Open lake dumping in Lake Erie has been an issue for years among environmentalists.
The timetable announced by Ohio EPA Director Craig W. Butler isn't fast enough for the Ohio Environmental Council, which said it amounts to an announcement that open lake dumping will continue for another year.
"We are disappointed that yet another season of open-lake disposal of dredged materials from the Toledo Harbor is in store for Lake Erie," said Kristy Meyer, managing director for agricultural, health and clean water programs at the OEC.
"But credit the Ohio EPA for committing to more environmentally-friendly, beneficial use of dredged materials from the Toledo Harbor in the near future," she said.
Jeffrey Reutter, director of Stone Laboratory, said he's pleased by the Ohio EPA's announcement.
"It's a very good thing to do," he said. "I'm very supportive of what Ohio EPA is trying to do."
The situation with the harbor is difficult, Reutter said.
"You don't want to shut down the port, and if you don't dredge, that's what you have to do."
Butler said an agreement has been reached by Ohio EPA and the U.S. Army Corps of Engineers, the federal agency that carries out the dredging.
“This condition in the water quality certification creates a partnership between the State of Ohio and the USACE to protect the health of Lake Erie by seeking an economical and beneficial use for the dredge material to reduce and eventually eliminate open lake placement,” Butler said. “The agreement also keeps Toledo harbor and the federal shipping channel open, which is critical to the economic growth of Northwest Ohio.”
Gardner, backed by Gov. John Kasich and administration officials, obtained the $10 million in the state's new capital improvements budget.
By law, the Corps of Engineers has to use the cheapest environmentally-acceptable method for getting rid of dredged materials.
The corps contends that open lake dumping is environmentally acceptable. The state will cover the additional cost of using alternative methods, such as using dredged soil for landfill cover, fill dirt, wetlands restoration and uses on farms. Butler said he hopes to have several demonstration projects under way by the end of the current dredging season.

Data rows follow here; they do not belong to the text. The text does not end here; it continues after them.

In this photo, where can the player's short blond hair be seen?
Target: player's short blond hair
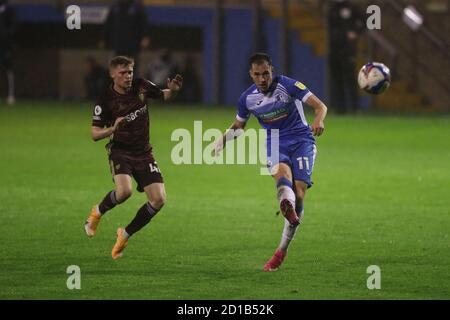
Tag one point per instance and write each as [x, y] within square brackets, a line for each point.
[120, 61]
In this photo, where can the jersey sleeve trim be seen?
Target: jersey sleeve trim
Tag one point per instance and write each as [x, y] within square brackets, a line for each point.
[306, 96]
[241, 119]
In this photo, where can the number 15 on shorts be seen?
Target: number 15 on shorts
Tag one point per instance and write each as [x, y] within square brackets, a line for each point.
[154, 168]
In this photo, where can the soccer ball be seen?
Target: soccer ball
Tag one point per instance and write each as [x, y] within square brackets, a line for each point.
[374, 78]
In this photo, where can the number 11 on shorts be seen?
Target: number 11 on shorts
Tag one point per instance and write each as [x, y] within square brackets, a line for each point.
[154, 168]
[300, 163]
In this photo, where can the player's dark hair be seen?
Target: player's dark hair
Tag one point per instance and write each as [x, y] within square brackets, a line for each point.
[120, 61]
[260, 57]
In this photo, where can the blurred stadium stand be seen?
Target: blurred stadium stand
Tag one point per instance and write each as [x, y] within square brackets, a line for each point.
[49, 58]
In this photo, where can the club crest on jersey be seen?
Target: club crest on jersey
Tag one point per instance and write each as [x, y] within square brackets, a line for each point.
[300, 85]
[141, 94]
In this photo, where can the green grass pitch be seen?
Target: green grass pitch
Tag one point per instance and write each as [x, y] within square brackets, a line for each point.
[381, 197]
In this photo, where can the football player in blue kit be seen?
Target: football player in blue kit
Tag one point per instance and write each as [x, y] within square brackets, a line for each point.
[276, 101]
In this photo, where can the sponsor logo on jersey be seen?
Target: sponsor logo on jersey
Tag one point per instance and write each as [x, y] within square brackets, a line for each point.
[300, 85]
[274, 115]
[135, 114]
[97, 110]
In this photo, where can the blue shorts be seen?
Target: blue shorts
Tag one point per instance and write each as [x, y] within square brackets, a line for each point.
[299, 155]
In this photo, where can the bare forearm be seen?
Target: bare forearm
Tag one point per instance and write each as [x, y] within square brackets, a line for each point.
[320, 111]
[169, 94]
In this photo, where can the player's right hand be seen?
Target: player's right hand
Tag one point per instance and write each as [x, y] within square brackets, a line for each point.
[118, 123]
[218, 147]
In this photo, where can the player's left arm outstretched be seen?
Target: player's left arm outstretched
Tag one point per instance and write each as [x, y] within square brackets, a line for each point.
[320, 110]
[173, 87]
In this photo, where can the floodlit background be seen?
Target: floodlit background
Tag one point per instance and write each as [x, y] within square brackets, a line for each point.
[381, 177]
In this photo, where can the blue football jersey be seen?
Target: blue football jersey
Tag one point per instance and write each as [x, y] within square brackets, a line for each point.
[280, 108]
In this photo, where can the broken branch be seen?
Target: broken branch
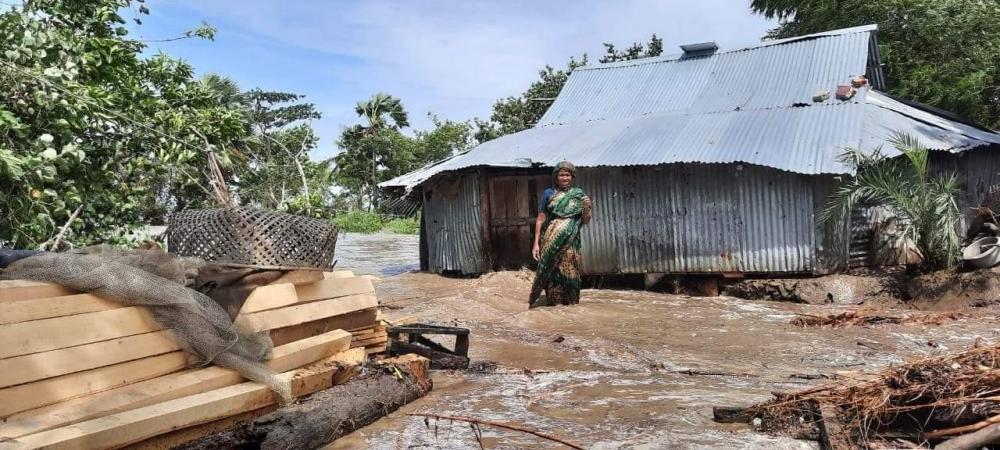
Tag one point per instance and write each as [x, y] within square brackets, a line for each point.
[501, 425]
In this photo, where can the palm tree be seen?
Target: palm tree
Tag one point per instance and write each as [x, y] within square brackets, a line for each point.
[923, 206]
[382, 111]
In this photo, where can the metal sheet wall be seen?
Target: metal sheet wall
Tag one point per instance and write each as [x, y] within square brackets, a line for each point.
[452, 219]
[694, 218]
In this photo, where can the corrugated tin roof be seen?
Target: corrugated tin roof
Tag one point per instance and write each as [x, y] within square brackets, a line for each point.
[751, 105]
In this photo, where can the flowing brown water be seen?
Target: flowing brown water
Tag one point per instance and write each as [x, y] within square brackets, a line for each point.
[607, 373]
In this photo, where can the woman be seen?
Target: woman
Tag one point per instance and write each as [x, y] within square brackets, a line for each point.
[562, 210]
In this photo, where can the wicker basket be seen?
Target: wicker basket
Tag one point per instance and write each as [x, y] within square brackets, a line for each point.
[252, 237]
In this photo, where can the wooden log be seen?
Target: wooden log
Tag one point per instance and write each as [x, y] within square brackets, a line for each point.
[49, 307]
[39, 366]
[54, 390]
[50, 334]
[135, 425]
[338, 274]
[329, 414]
[731, 414]
[439, 359]
[832, 434]
[303, 330]
[297, 314]
[15, 290]
[284, 358]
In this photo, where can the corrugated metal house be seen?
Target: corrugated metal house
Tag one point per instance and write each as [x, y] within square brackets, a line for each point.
[712, 161]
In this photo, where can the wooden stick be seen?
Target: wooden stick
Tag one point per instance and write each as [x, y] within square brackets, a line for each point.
[963, 429]
[501, 425]
[972, 441]
[53, 244]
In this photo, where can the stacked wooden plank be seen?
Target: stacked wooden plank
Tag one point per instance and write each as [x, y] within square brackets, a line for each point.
[79, 371]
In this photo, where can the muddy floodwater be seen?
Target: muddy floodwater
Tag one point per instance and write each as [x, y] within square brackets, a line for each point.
[623, 369]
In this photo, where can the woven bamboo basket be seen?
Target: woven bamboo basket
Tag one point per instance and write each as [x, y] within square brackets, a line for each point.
[253, 237]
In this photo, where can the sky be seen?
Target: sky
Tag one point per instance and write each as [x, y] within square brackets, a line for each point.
[452, 58]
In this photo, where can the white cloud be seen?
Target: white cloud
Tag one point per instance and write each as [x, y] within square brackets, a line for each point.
[455, 58]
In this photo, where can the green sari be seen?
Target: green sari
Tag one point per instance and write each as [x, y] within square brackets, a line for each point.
[558, 271]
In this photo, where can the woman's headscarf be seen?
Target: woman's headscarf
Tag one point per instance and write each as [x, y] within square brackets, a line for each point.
[564, 165]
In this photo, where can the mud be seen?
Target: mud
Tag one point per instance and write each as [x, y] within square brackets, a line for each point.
[613, 371]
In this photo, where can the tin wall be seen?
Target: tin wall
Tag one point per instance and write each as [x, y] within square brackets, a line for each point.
[452, 220]
[699, 218]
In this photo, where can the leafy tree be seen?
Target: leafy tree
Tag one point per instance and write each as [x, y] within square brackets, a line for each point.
[374, 151]
[87, 122]
[945, 53]
[924, 208]
[514, 114]
[635, 51]
[517, 113]
[447, 138]
[278, 173]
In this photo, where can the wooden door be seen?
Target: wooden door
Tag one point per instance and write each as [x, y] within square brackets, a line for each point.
[513, 210]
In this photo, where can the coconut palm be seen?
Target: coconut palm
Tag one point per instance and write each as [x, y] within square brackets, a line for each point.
[923, 206]
[383, 111]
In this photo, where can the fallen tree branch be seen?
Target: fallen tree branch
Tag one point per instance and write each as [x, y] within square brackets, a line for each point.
[964, 429]
[501, 425]
[971, 441]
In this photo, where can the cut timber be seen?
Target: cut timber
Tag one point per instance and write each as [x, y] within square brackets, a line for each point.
[351, 358]
[330, 414]
[338, 274]
[363, 318]
[297, 277]
[14, 290]
[270, 297]
[38, 366]
[61, 332]
[53, 390]
[372, 341]
[279, 295]
[169, 387]
[337, 287]
[379, 349]
[293, 315]
[49, 307]
[135, 425]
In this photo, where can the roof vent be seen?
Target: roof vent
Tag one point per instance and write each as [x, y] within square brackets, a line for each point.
[699, 49]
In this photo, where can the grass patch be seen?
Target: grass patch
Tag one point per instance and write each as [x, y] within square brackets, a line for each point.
[359, 222]
[404, 226]
[367, 223]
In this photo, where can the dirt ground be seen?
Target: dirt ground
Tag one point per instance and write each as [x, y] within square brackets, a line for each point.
[608, 373]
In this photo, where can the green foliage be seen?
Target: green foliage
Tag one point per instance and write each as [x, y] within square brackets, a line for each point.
[635, 51]
[927, 215]
[404, 225]
[945, 53]
[376, 150]
[359, 222]
[514, 114]
[518, 113]
[86, 119]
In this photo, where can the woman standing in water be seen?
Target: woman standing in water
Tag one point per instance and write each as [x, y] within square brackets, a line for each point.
[562, 211]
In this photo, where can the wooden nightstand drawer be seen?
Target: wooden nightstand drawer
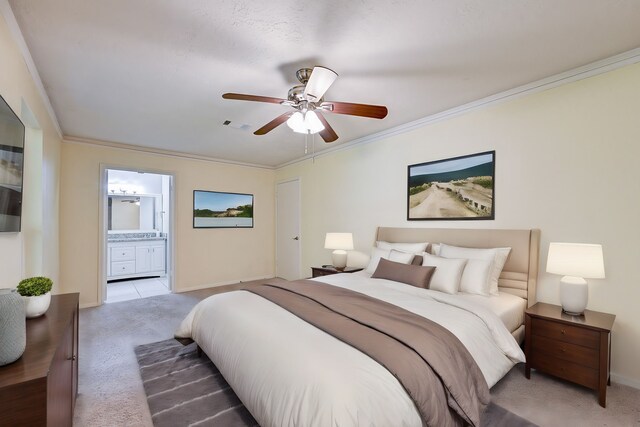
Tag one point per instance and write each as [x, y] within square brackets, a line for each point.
[562, 350]
[566, 333]
[578, 374]
[574, 348]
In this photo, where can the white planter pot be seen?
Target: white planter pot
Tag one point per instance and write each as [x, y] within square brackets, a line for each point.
[36, 306]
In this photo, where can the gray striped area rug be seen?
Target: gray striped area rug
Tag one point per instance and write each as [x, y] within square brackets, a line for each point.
[186, 390]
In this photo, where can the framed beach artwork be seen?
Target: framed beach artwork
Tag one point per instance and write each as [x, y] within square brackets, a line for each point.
[459, 188]
[214, 209]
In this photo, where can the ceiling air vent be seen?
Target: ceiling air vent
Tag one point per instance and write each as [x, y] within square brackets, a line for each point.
[236, 125]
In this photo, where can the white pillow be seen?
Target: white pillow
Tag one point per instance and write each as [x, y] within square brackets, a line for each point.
[414, 248]
[448, 272]
[376, 254]
[391, 255]
[497, 255]
[475, 277]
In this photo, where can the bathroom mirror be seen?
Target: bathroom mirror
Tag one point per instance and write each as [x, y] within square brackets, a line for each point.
[134, 212]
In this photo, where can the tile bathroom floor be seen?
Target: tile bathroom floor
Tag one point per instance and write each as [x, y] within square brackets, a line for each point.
[135, 289]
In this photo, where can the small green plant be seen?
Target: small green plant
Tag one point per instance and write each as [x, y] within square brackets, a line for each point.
[34, 286]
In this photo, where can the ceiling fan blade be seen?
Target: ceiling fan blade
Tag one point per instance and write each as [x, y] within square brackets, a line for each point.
[321, 79]
[274, 123]
[242, 97]
[328, 134]
[362, 110]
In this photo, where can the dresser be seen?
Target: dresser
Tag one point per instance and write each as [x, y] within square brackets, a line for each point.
[40, 388]
[574, 348]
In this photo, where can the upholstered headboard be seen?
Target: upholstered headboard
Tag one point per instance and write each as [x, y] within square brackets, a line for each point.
[520, 273]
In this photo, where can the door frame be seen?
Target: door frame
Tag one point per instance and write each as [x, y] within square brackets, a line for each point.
[299, 233]
[103, 222]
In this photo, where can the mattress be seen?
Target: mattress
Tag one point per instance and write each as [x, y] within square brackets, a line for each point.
[288, 372]
[509, 308]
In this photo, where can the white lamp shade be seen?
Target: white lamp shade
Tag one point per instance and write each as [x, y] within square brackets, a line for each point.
[305, 123]
[576, 259]
[342, 241]
[321, 79]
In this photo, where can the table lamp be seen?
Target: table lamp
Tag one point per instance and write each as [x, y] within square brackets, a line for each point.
[341, 243]
[575, 261]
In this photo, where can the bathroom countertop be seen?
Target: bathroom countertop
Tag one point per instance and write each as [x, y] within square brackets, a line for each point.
[135, 239]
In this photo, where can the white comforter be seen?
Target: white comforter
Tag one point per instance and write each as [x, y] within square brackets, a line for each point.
[289, 373]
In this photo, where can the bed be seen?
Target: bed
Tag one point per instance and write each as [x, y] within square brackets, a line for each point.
[288, 372]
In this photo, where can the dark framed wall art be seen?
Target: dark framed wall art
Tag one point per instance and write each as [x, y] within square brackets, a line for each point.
[214, 209]
[459, 188]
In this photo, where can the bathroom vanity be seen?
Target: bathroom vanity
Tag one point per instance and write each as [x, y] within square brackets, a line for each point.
[132, 255]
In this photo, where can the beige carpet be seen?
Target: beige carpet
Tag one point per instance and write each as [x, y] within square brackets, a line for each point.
[111, 392]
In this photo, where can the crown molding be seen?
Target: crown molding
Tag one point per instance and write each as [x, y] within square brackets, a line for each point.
[158, 151]
[576, 74]
[15, 31]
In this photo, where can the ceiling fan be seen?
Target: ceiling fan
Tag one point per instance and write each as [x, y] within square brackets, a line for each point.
[308, 105]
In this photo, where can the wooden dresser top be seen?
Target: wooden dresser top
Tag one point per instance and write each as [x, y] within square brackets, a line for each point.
[43, 338]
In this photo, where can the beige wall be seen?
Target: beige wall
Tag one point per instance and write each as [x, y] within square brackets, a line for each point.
[42, 176]
[204, 257]
[567, 163]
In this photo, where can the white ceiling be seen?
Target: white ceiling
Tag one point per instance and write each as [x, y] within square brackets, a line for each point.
[152, 72]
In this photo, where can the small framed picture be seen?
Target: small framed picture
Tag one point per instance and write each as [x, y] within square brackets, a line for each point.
[459, 188]
[214, 209]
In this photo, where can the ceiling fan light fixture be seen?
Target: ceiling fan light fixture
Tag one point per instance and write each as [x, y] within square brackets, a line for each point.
[321, 79]
[305, 123]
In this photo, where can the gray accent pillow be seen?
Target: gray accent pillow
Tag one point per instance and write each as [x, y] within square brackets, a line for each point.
[414, 275]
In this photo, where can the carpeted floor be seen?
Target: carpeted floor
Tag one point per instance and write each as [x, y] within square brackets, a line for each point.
[111, 391]
[184, 389]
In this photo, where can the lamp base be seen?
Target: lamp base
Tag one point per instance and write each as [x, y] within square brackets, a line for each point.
[574, 295]
[339, 259]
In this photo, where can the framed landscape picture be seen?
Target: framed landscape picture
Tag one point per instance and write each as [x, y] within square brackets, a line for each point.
[213, 209]
[460, 188]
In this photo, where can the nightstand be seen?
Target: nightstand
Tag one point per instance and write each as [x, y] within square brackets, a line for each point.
[326, 271]
[574, 348]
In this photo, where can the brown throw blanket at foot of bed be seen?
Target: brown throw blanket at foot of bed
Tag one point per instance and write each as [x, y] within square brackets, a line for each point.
[433, 366]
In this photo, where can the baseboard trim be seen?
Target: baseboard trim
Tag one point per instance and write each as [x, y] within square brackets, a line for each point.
[616, 378]
[217, 284]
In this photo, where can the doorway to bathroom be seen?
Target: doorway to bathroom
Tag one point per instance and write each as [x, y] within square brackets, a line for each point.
[138, 236]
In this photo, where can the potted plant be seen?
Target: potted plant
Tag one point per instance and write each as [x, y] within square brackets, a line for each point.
[36, 292]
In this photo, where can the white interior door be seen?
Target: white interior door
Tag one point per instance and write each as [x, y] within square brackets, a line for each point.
[288, 230]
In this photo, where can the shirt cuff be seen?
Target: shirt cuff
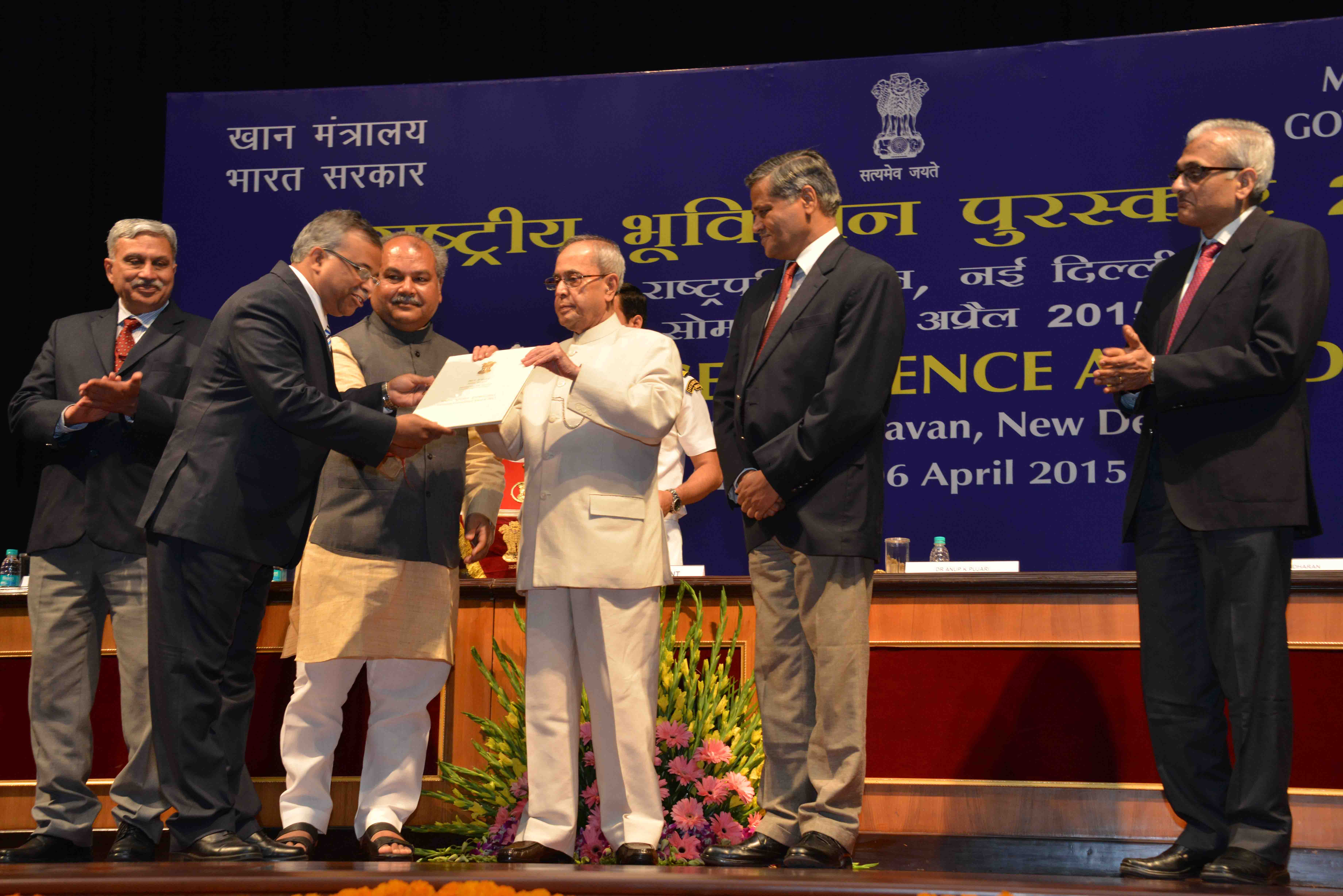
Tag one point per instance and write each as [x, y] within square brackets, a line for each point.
[61, 424]
[732, 491]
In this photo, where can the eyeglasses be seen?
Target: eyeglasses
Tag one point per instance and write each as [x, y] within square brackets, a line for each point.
[1196, 174]
[571, 280]
[363, 273]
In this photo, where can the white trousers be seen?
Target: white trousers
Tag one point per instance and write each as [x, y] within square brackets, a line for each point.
[399, 692]
[674, 532]
[608, 641]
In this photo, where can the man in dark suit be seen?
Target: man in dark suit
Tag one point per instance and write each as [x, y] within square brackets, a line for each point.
[103, 398]
[233, 498]
[1216, 362]
[800, 417]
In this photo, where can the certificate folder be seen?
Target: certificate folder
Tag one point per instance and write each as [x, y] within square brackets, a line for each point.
[468, 393]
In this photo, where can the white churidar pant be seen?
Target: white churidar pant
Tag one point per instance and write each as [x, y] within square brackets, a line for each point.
[399, 692]
[608, 641]
[674, 531]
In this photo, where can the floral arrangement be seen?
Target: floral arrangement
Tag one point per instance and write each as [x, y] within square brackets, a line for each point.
[708, 756]
[425, 889]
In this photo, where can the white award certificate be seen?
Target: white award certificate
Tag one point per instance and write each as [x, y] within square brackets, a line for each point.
[468, 393]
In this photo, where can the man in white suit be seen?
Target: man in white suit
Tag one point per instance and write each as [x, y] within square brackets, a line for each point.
[589, 425]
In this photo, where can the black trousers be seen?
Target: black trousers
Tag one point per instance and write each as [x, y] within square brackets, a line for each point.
[205, 616]
[1213, 627]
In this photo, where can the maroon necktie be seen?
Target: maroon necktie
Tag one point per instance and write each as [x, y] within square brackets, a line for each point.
[1205, 261]
[777, 312]
[124, 342]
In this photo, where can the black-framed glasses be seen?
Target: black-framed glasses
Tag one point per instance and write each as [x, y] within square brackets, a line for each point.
[1196, 174]
[573, 281]
[363, 273]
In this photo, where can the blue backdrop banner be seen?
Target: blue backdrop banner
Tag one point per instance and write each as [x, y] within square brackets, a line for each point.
[1020, 193]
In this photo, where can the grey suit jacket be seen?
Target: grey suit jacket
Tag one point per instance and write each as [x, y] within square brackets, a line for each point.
[1228, 408]
[240, 473]
[95, 480]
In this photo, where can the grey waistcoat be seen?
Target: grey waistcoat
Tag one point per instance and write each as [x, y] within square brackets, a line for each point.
[414, 516]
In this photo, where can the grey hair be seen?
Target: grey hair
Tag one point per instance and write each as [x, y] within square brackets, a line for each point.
[793, 171]
[1248, 144]
[132, 228]
[440, 253]
[609, 256]
[328, 232]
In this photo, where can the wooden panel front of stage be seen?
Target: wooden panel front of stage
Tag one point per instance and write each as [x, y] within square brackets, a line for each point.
[998, 704]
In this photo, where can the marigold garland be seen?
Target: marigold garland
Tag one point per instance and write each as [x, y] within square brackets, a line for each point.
[425, 889]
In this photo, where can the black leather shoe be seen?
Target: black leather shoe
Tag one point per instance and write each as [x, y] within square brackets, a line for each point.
[757, 852]
[45, 848]
[636, 855]
[132, 845]
[530, 851]
[1176, 863]
[1243, 867]
[273, 852]
[818, 851]
[221, 845]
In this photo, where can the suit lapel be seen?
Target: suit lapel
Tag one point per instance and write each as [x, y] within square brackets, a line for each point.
[1219, 276]
[103, 331]
[812, 285]
[164, 328]
[308, 314]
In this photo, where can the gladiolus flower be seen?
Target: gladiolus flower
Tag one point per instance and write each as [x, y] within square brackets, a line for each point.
[688, 815]
[727, 828]
[712, 752]
[684, 769]
[686, 848]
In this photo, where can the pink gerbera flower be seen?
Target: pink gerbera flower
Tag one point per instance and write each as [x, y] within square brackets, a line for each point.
[741, 785]
[674, 734]
[688, 815]
[684, 847]
[727, 828]
[712, 752]
[712, 790]
[684, 769]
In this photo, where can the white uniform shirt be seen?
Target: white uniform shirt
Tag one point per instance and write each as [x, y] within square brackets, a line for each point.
[692, 435]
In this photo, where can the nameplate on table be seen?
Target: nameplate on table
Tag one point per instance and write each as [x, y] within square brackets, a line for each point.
[966, 566]
[468, 393]
[1310, 565]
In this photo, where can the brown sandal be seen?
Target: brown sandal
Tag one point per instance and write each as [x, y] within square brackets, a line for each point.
[305, 844]
[369, 847]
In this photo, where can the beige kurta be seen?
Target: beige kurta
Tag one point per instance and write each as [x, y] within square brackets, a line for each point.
[359, 606]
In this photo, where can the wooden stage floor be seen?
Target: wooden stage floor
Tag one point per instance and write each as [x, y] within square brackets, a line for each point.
[327, 878]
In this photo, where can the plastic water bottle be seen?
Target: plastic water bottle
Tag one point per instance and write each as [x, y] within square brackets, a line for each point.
[11, 571]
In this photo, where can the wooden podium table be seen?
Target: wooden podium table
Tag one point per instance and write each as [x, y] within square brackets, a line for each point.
[1000, 704]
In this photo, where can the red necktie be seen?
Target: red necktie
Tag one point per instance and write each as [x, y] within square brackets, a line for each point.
[778, 307]
[1205, 261]
[124, 342]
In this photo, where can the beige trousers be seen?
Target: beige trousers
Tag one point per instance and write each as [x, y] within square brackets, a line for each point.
[812, 682]
[605, 640]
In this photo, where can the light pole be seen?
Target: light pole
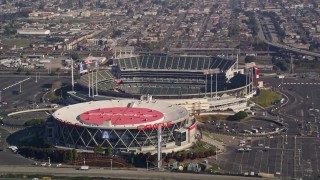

Reutter said the massive scale of dredging in the Toledo harbor makes the Ohio EPA's actions good news.
"The dump in the Toledo area is probably bigger than all the other dumps in the Great Lakes combined," he said, referring to open lake dumping.
He said the Corps of Engineers puts about 800,000 to 1 million cubic yards of dredged dirt back into the lake every year. Because of the amount of dirt, that puts significant amounts of phosphorus into the lake, feeding harmful algal blooms.
The dumping also makes the water of the lake dirtier and less clear, affecting creatures such as spawning fish that are on the bottom of the lake, he said.